# Silvia + Rocky - sudden change in behaviour, any clues?



## ivt (May 13, 2018)

Hi all,

I am wondering if anyone has run into this issue before. I've had my Silvia (w/ Auber) + Rocky since Spring, and I think was getting pretty decent coffee last few months. This Tuesday something odd has happened: the machine choked on the grind settings I've been using, despite the day before producing working well with exactly the same settings (30 seconds, 18.5 g in VST 18g, 32 g out). I have not changed beans, I always weigh in (i.e. portafilter) and out (espresso) plus use a levelling tool. So I am sure I have not changed anything in the process. To get it back to producing decent coffee I had to move 2 steps coarser (from 2 to 4) and even then dose 0.5 g less. Two steps on Rocky is actually quite a lot. The problem is that I am still not happy with the quality (it is drinkable but cannot get it balanced enough), even though I tried playing with dose / grind in the last few days.

I am wondering if anyone has some idea what could have happened? Any suggestions really appreciated as, being inexperienced, I do not want to start messing up with everything. At least would be nice to know if it is my grinder or my espresso machine.

Some extra info:

-- I clean the machine weekly (backflushing). I am in Scotland so the water is pretty soft, so I have not descaled it year. I have not disassembled the grinder to clean yet (was done in April) but I regularly use Grindex (each 3 weeks). I make about 3 espressos a day, on average

-- I know that I am not always dialing in grinder properly: I do sometimes dial it in when it is not running (in theory, I think, you are supposed to go to finer grind only when it is running; however, it is next to impossible with Rocky if you only have 2 hands). However, since I weigh and time, I think, it worked ok.

-- The grind setting seemed too low in the past, until Tuesday: I rarely used setting coarser than 2-3 (and the real 0 seemed to be at marked 0, judging by the sound; not 100% sure about it)

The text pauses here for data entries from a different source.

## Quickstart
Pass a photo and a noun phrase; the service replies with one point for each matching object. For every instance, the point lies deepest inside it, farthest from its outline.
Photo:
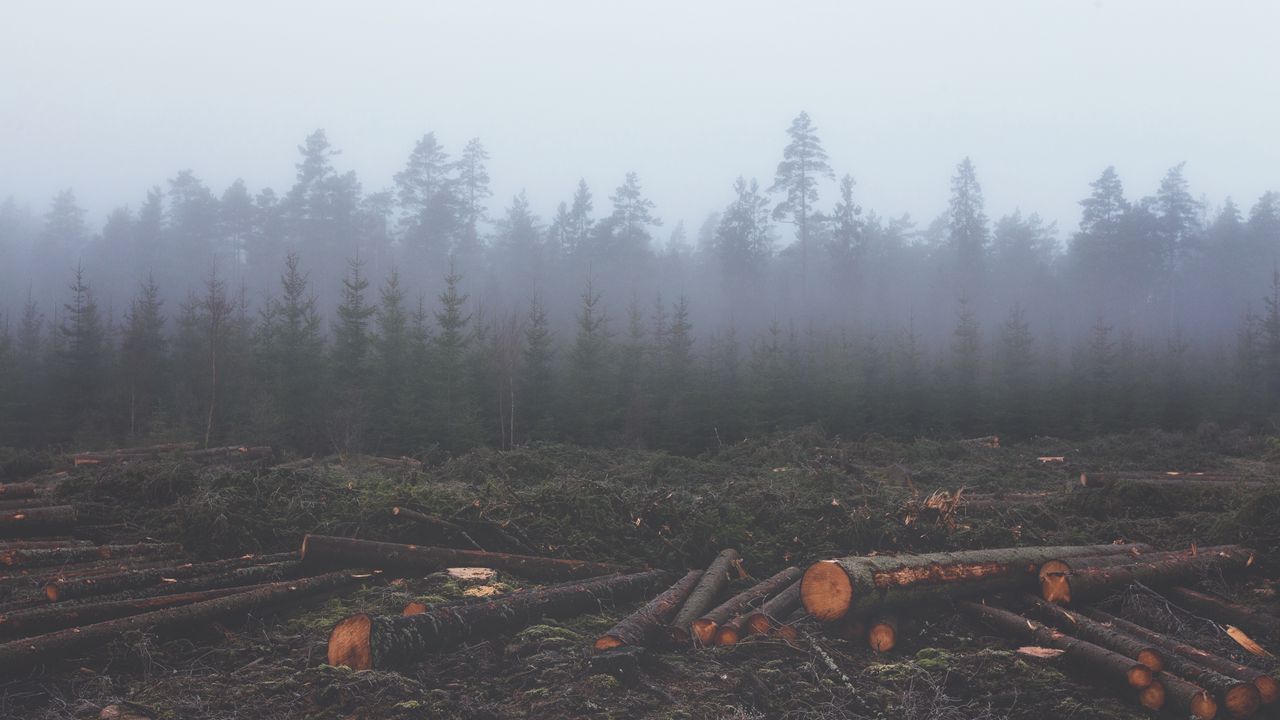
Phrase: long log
(832, 588)
(705, 593)
(1084, 655)
(1228, 613)
(1089, 583)
(39, 650)
(74, 588)
(364, 642)
(1238, 696)
(439, 524)
(35, 557)
(704, 628)
(330, 551)
(32, 520)
(644, 625)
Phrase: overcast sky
(110, 98)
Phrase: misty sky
(113, 98)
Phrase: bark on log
(1240, 697)
(32, 520)
(439, 524)
(74, 588)
(364, 642)
(36, 557)
(1089, 583)
(832, 588)
(330, 551)
(39, 650)
(703, 629)
(1084, 655)
(1097, 633)
(775, 611)
(705, 593)
(1228, 613)
(644, 625)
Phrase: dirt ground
(781, 500)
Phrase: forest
(421, 319)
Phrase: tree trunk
(644, 625)
(704, 628)
(704, 595)
(1089, 583)
(1216, 674)
(36, 557)
(74, 588)
(330, 551)
(831, 588)
(364, 642)
(1228, 613)
(28, 652)
(1086, 655)
(31, 520)
(439, 524)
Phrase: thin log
(330, 551)
(1228, 613)
(74, 588)
(703, 629)
(644, 625)
(437, 523)
(39, 650)
(364, 642)
(1084, 655)
(832, 588)
(1238, 696)
(705, 593)
(36, 557)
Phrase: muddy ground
(787, 499)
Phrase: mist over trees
(425, 315)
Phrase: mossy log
(364, 642)
(644, 625)
(1084, 655)
(832, 588)
(72, 588)
(704, 628)
(41, 556)
(1083, 584)
(1097, 633)
(332, 551)
(35, 520)
(705, 593)
(30, 652)
(775, 611)
(1228, 613)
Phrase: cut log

-- Since I mostly used a levelling tool recently I have not touched grind that much, so I cannot be sure if it became finer or not

-- Rocky is oldish (2008?) and Silvia V3 is from 2012 but was almost as new when I bought (I changed gaskets though back in May)

My theories:

-- Something was stuck between the burrs and got out now, so before I was not using setting 2

-- Pressure dropped in the espresso machine


----------



## UbiquitousPhoton (Mar 7, 2016)

Does the pump sound any different? I suspect you should be descaling more regularly as well - even with bottled water some scale will build up, and it won't help your flow at all. Also I presume you are backflushing with cafiza or something similar fairly regularly.

Basically, short of something nasty having happened to the grinder, I suspect your flow is reduced. Vibration pumps do die, and that could well be the problem, but the good news is that they are cheap enough and easy enough to replace if you have installed an auber pid. I would descale and backflush with cafiza first, though, and see if that helps.


----------



## ivt (May 13, 2018)

Hi @UbiquitousPhoton,

Many thanks for the reply! No, I do not hear any difference in the pump sound. That's the thing -- I do not see any difference whatsoever with neither machine nor grinder, except for the flow. It happened between brewing two cups - for me and my wife.

Yes, I do backflushing with cafiza weekly. I should try descaling. I am not using bottled water but the water here is soft.


----------



## UbiquitousPhoton (Mar 7, 2016)

I would also measure your flow rate as per https://coffeeforums.co.uk/showthread.php?32259-Water-debit-(Flow-rate)-on-espresso-machines

That will at least show if the pressure is the problem.


----------



## ivt (May 13, 2018)

Thanks for this! Yes, I'd love to check the flow. In fact I bought a gauge already a few weeks ago, even before this new issue. The problem is that I am really stuck removing sprouts from the portafilter ;( So far I tried many advices I can find on the web (e.g., using gas burner before doing it) but have not succeeded. Maybe I need a proper vice. I already scratched the portafilter slightly, do not want to damage it even more. I'll think how to proceed.


----------



## Nikko (Aug 20, 2014)

Could be the OPV. Check that you are getting the right pressure at the outlet.


----------